= Alice Clark (historian) =

British feminist and historian

Alice Clark (1 August 1874 – 11 May 1934) was a British feminist and historian.

==Life==
Clark was a daughter of William Stephens Clark (1839-1925) and Helen Priestman Bright (1840–1927). The Clark family were Quakers, of shoe-making fame - C. and J. Clark Ltd. Manufacturer of boots, shoes & sheepskin rugs. One of Alice's sisters, Dr Hilda Clark, was an influential physician and specialist in the treatment of tuberculosis.

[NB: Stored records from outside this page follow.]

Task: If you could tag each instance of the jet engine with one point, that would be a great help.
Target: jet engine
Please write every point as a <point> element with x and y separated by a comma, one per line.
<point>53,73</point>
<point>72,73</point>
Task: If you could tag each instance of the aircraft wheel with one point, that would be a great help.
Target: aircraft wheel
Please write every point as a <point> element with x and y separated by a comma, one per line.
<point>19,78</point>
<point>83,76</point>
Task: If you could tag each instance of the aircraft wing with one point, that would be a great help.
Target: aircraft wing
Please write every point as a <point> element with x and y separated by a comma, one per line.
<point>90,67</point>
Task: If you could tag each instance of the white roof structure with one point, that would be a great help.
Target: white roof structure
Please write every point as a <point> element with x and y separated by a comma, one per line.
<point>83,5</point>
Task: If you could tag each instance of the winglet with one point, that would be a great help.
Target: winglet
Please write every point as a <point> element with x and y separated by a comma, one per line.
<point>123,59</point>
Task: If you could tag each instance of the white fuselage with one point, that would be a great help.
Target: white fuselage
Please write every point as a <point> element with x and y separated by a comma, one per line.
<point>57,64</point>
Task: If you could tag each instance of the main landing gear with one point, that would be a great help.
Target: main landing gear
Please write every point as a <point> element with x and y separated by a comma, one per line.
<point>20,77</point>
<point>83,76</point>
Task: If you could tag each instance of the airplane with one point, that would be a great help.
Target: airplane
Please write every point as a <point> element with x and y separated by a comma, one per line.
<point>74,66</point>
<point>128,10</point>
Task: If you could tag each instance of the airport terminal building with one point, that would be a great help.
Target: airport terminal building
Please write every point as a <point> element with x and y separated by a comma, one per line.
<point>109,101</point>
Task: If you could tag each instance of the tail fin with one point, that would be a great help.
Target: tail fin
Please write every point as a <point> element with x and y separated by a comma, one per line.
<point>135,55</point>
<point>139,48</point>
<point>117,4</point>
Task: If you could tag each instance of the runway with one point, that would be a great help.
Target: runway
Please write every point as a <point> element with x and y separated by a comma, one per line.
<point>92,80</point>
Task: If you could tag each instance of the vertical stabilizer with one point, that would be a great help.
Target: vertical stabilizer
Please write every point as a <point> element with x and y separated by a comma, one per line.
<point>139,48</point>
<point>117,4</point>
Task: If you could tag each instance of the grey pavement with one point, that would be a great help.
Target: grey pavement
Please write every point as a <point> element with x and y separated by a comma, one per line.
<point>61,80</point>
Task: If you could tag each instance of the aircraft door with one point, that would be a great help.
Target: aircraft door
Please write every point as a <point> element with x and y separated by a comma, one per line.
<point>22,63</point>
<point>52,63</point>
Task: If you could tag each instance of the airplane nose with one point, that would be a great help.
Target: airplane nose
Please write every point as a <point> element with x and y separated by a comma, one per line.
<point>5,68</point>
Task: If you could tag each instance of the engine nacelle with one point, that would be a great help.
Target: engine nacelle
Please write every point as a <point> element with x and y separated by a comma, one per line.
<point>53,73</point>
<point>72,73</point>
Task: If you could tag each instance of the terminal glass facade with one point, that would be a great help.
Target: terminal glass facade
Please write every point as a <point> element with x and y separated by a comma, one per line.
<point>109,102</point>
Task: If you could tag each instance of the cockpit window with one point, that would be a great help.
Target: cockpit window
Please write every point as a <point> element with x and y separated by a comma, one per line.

Clark studied at the London School Economics (LSE) under the supervision of Lilian Knowles. Alice Clark argued that in 16th century England, women were engaged in many aspects of industry and agriculture. The home was a central unit of production and women played a central role in running farms, and some trades and landed estates. Their useful economic roles gave them a sort of equality with their husbands. Clark argued, however, that as capitalism expanded in the 17th century, there was increasingly more division of labour with the husband taking paid labour jobs outside the home, leaving the wife reduced to unpaid household work. Middle-class women were confined to an idle domestic existence, supervising servants; lower-class women were forced to take poorly paid jobs. Clark therefore contended that capitalism had a negative effect on powerful women.

== Suffragist activities ==
The Clark family were involved in suffrage campaigning. Early in 1913, Alice Clark served on the executive committee of the National Union of Women’s Suffrage Societies (NUWSS). They ran a six-week-long suffrage pilgrimage, ending in a large rally in Hyde Park. Alice carried a Street Women’s Suffrage banner made by her sister Esther.